2. Beim Verkauf eines neu errichteten Gebäudes ist der über eine einfache "Grundausstattung" hinausgehende Einbau von zusätzlichen Treppen, Wänden, Fenstern, Duschen sowie die Errichtung von Garagen und Freisitzüberdachungen durch den Verkäufer jedenfalls dann ein Bestandteil der steuerfreien Grundstückslieferung, wenn das Gebäude dem Erwerber in dem gegenüber der "Grundausstattung" höherwertigen Zustand übergeben wird.
Normenkette
§ 1 Abs. 1, § 4 Nr. 9 Buchst. a, § 15 Abs. 1, § 14 UStG 1999, § 9 Abs. 2 Nr. 1 GrEStG, Art. 4 Abs. 3 Buchst. a, Art. 13 Teil B Buchst. g, Art. 28 Abs. 3 Buchst. b, Anhang F Nr. 16 der 6. EG-RL
Sachverhalt
Die Klägerin schloss mit Erwerbern notariell beurkundete Grundstückskauf- und Bauwerkverträge, in denen sie sich zur Errichtung eines Hauses/einer Wohnung mit beschriebener Grundausstattung verpflichtete. Nach den Verträgen konnten die Käufer – gesondert – Abweichungen gegenüber der Baubeschreibung vereinbaren, u.a. auch eine höherwertige Ausstattung oder zusätzliche Fenster oder Garagen etc.
Das FA beurteilte diese Leistungen als steuerpflichtig. Die Klage hatte Erfolg (FG Münster, Urteil vom 24.05.2005, 15 K 3850/03 U, Haufe-Index 1384573, EFG 2005, 1387).
Entscheidung
Der BFH bestätigte die Auffassung des FG, die streitigen Zusatzleistungen seien Bestandteil der ausgeführten Grundstückslieferungen. Es handle sich zwar nicht um Nebenleistungen, weil sie nicht lediglich dazu dienten, die Hauptleistung "Lieferung eines bebauten Grundstücks bzw. einer Wohnung" unter optimalen Bedingungen in Anspruch zu nehmen. Aus der Sicht des Durchschnittsverbrauchers sei aber beim Erwerb eines neu errichteten Gebäudes der über eine "Grundausstattung" hinausgehende Einbau von zusätzlichen Wänden, Treppen etc. jedenfalls dann ein Bestandteil der Grundstückslieferung, wenn – wie im Streitfall – das Grundstück in dem vereinbarungsgemäß höherwertigen Zustand übergeben wird. Dass die Zusatzleistungen gesondert (nicht notariell beurkundet) vereinbart worden sind, war unerheblich.

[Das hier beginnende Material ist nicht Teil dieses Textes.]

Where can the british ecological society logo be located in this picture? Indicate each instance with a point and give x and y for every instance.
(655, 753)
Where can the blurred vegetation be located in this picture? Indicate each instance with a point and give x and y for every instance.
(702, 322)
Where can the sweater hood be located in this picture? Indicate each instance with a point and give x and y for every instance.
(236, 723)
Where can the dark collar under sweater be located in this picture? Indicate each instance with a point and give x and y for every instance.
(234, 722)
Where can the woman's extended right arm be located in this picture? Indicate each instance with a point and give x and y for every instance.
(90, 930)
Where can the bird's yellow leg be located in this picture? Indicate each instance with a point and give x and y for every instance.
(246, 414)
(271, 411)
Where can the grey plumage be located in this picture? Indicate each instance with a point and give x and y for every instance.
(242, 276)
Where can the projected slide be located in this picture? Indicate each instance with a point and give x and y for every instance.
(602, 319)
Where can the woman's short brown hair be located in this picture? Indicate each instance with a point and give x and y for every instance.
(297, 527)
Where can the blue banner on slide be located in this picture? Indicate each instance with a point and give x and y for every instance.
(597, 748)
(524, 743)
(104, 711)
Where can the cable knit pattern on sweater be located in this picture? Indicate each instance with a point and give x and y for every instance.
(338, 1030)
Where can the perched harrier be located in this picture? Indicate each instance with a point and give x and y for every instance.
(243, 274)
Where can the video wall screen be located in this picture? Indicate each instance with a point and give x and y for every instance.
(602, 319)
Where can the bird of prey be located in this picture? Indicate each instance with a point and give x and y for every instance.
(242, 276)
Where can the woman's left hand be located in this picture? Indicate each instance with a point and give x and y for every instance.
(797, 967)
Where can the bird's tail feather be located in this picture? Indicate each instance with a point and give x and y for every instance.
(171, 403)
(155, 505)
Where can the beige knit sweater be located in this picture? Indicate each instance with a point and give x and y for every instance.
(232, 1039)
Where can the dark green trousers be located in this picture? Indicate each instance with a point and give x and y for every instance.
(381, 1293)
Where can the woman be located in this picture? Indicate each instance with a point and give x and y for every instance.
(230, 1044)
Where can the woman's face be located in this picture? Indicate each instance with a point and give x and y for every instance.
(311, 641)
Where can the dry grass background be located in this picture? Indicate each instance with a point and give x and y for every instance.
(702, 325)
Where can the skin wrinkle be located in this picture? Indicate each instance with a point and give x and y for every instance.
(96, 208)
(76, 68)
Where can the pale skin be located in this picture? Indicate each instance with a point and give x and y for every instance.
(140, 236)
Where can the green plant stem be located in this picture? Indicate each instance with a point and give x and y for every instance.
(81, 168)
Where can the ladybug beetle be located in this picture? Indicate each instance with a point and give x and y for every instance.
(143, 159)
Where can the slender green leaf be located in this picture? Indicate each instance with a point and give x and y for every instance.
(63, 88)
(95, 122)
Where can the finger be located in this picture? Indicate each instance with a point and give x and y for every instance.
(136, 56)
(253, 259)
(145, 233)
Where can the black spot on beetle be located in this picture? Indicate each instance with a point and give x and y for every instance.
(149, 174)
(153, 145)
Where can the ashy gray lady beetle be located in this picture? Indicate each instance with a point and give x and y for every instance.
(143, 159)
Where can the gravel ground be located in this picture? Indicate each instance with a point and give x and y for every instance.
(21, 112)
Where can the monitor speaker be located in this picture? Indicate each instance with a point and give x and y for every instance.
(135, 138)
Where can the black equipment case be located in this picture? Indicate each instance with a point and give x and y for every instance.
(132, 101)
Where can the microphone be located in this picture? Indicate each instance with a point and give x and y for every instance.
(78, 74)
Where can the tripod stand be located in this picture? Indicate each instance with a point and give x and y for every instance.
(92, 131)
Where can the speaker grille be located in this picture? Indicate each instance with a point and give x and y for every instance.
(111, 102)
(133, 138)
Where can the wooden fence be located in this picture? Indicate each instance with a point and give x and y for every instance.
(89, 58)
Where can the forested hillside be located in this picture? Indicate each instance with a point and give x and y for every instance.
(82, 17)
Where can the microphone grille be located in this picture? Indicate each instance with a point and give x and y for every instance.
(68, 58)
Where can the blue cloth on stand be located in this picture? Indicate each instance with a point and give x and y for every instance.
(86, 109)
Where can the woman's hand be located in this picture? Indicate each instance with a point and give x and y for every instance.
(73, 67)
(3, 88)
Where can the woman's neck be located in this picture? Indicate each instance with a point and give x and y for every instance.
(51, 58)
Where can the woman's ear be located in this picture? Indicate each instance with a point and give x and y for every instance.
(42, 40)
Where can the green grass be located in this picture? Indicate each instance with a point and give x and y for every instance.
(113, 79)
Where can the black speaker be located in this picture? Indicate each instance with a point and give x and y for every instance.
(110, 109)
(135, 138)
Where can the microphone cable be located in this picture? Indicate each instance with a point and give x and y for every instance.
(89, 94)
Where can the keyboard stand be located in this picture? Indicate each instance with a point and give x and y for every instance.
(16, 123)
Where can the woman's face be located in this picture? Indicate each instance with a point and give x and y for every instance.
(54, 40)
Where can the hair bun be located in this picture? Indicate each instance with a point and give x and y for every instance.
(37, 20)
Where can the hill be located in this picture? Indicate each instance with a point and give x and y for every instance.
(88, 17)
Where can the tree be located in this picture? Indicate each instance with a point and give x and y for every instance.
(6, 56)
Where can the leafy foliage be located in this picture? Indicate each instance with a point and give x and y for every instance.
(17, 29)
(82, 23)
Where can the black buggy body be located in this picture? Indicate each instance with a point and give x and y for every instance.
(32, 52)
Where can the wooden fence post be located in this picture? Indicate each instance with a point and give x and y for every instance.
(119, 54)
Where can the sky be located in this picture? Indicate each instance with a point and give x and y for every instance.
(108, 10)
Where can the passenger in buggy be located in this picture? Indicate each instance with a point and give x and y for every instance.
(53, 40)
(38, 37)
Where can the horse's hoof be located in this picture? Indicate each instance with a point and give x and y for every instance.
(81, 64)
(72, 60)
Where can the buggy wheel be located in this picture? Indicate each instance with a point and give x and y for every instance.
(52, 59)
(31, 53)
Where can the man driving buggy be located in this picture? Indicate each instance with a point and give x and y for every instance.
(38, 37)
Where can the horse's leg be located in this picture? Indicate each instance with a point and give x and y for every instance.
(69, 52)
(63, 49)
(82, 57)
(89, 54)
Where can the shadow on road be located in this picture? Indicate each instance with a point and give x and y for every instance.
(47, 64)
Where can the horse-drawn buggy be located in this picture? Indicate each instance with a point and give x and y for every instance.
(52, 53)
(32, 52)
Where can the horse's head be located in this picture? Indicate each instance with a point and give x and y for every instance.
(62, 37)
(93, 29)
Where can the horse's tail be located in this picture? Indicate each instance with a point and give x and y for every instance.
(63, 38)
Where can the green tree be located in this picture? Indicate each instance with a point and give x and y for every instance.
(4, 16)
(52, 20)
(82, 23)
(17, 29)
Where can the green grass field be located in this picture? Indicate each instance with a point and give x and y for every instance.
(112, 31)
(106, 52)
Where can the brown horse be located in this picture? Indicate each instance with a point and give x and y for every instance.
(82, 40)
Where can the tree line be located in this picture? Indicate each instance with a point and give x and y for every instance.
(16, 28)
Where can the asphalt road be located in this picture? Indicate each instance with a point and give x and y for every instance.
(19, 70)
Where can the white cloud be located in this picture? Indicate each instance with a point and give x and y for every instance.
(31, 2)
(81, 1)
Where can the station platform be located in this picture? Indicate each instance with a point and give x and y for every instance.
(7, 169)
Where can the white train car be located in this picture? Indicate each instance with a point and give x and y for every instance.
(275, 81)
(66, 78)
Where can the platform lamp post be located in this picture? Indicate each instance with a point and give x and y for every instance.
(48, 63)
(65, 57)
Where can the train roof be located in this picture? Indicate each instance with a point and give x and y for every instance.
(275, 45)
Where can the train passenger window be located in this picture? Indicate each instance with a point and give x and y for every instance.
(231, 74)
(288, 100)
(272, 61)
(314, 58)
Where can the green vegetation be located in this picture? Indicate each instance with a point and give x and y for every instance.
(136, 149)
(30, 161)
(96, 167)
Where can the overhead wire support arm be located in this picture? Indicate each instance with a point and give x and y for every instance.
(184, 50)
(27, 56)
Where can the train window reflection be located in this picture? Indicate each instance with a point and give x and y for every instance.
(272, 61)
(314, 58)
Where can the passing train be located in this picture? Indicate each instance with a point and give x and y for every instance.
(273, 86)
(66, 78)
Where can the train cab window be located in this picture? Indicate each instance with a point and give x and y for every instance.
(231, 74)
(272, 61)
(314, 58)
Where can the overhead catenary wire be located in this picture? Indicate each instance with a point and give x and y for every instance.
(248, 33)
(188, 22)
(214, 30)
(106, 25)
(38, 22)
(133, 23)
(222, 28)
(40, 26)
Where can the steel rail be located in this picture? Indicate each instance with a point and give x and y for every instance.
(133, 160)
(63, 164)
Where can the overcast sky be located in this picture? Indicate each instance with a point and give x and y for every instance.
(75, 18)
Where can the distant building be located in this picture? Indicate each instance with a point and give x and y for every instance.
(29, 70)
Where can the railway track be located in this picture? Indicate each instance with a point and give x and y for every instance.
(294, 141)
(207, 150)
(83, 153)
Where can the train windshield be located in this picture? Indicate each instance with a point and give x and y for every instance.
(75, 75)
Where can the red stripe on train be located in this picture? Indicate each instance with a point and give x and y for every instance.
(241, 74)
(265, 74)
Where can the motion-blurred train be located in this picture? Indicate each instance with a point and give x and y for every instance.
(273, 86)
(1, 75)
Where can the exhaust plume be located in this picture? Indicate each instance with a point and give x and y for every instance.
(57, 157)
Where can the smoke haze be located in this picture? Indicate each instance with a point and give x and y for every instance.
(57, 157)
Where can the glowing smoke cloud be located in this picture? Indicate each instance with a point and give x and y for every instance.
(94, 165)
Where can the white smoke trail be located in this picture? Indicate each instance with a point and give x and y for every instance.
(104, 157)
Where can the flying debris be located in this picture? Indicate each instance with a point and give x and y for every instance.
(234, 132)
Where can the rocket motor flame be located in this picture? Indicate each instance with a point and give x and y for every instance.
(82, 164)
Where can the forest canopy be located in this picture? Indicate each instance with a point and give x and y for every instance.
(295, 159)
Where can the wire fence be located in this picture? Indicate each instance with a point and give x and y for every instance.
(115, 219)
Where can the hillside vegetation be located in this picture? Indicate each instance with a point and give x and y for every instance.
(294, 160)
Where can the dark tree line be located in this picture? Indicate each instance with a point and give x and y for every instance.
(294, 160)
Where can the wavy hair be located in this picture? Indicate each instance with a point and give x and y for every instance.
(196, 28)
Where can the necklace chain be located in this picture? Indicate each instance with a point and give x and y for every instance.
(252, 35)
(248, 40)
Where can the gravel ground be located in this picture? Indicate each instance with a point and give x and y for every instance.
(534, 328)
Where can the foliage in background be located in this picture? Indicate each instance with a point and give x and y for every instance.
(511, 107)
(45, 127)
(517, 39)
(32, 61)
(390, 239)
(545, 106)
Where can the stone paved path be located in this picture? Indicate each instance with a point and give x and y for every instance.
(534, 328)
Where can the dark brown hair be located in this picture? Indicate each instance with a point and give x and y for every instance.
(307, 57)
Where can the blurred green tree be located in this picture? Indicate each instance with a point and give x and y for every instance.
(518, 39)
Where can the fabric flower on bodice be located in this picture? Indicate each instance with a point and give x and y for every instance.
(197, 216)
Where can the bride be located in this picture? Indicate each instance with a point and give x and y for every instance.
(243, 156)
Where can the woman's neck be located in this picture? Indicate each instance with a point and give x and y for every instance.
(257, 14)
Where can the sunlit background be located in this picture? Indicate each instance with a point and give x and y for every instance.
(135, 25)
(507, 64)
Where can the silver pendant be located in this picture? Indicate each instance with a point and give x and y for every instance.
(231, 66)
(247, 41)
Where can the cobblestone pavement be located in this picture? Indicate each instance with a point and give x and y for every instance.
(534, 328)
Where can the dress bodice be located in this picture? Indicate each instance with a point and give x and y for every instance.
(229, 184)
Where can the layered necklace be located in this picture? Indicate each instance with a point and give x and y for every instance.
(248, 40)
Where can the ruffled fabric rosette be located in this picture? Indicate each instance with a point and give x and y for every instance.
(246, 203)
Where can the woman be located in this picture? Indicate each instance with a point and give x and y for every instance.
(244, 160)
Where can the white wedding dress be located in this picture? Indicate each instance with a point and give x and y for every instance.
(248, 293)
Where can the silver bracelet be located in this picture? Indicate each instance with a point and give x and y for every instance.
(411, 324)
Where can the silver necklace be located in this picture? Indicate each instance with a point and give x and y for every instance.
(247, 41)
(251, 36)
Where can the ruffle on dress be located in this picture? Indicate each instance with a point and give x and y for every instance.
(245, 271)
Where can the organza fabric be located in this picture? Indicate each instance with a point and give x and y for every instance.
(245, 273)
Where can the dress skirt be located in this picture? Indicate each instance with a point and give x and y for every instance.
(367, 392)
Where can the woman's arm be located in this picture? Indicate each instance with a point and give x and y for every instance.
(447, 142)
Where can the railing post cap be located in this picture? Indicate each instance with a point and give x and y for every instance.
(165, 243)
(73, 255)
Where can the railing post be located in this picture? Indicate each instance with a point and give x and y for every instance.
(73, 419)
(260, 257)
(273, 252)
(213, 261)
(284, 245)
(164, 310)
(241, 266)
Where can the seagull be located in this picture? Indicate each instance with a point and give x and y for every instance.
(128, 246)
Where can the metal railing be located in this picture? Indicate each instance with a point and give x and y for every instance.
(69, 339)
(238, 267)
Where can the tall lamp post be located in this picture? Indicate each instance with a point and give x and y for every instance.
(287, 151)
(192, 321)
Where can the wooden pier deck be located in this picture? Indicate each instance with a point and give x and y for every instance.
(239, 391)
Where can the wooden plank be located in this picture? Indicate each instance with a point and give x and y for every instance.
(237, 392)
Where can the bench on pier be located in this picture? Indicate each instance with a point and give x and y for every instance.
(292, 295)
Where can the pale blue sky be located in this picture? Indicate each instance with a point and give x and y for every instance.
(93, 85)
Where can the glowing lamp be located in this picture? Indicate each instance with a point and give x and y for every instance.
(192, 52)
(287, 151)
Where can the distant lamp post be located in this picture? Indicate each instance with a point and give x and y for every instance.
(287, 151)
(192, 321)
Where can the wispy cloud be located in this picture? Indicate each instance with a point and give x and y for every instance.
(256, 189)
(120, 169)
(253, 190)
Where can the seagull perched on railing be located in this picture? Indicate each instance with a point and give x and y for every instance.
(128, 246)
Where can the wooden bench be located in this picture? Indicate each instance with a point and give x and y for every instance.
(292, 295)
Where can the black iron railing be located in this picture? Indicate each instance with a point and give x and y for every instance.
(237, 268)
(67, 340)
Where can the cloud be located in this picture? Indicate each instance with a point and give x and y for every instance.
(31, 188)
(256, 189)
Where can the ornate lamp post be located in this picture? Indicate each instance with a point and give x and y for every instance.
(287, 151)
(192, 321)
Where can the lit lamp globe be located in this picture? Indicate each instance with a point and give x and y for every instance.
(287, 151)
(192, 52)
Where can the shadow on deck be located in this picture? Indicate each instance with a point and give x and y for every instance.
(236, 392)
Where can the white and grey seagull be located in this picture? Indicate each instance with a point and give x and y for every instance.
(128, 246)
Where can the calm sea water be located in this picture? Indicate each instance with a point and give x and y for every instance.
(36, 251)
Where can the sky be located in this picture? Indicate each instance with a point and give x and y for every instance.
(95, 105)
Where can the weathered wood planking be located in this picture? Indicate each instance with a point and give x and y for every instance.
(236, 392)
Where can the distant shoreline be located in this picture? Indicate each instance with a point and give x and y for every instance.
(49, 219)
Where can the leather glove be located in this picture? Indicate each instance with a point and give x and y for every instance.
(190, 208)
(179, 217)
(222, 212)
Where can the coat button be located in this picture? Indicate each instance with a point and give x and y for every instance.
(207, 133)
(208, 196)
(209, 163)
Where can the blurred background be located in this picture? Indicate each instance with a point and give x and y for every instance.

Werden nach Übergabe des Gebäudes/der Wohnung Bauleistungen erbracht, kommt die Beurteilung als einheitliche Leistung nicht mehr in Betracht. Der BFH ließ dies offen.
Da die von der Klägerin ausgeführten Zusatzleistungen umsatzsteuerrechtlich unselbstständiger Teil der Grundstückslieferung sind, "fallen sie" i.S.d. § 4 Nr. 9 Buchst. a UStG 1999 wie diese unter das GrEStG und werden von dieser Steuerbefreiung umfasst.
Im Übrigen sind auch grunderwerbsteuerrechtlich Vergütungen für nachträglich vereinbarte Sonderwünsche gem. § 9 Abs. 2 Nr. 1 GrEStG der Gegenleistung zuzurechnen (BFH, Urteil vom 26.04.2006, II R 3/05, BFH/PR 2006, 372).
Hinweis
1. Die Steuerbefreiung in § 4 Nr. 9 Buchst. a UStG 1999 für "Umsätze, die unter das GrEStG fallen", weicht von Art. 13 Teil B Buchst. g 6. EG-RL ab. Diese befreit "Lieferungen von Gebäuden oder Gebäudeteilen und dem dazugehörigen Grund und Boden, mit Ausnahme der in Art. 4 Abs. 3 Buchst. a bezeichneten Gegenstände". Dort ist die "Lieferung von Gebäuden oder Gebäudeteilen und dem dazugehörigen Grund und Boden, wenn sie vor dem Erstbezug erfolgt" erwähnt. Das Gemeinschaftsrecht unterscheidet somit zwischen Neubauten und Baugrundstücken einerseits sowie Altbauten und sonstigen Grundstücken andererseits.
Die Abweichung ist nach Art. 28 Abs. 3 Buchst. b i.V.m. Anhang F Nr. 16 der 6. EG-RL zulässig; vor allem zu beachten ist aber die Priorität des USt-Rechts vor dem GrEStG. Es ist deshalb ständige Rechtsprechung, dass der zu beurteilende Sachverhalt zunächst umsatzsteuerrechtlich zu erfassen ist und erst danach grunderwerbsteuerrechtlich zu würdigen ist. Das bedeutet: umsatzsteuerrechtlich zu prüfen ist, ob eine oder mehrere Leistungen vorliegen.
2. Die Grundsätze zur Beurteilung der Frage, ob eine einheitliche oder mehrere selbstständig zu beurteilende Leistungen vorliegen, können als bekannt gelten. Es ist auf die Sicht des Durchschnittsverbrauchers abzustellen.
3. Liegt umsatzsteuerrechtlich eine einheitliche Leistung vor, die unter § 4 Nr. 9 Buchst. a UStG fällt, ist diese Leistung steuerfrei, auch dann, wenn bei grunderwerbsteuerrechtlicher Beurteilung nicht alle Leistungen in die Bemessungsgrundlage für die GrESt einzubeziehen wären.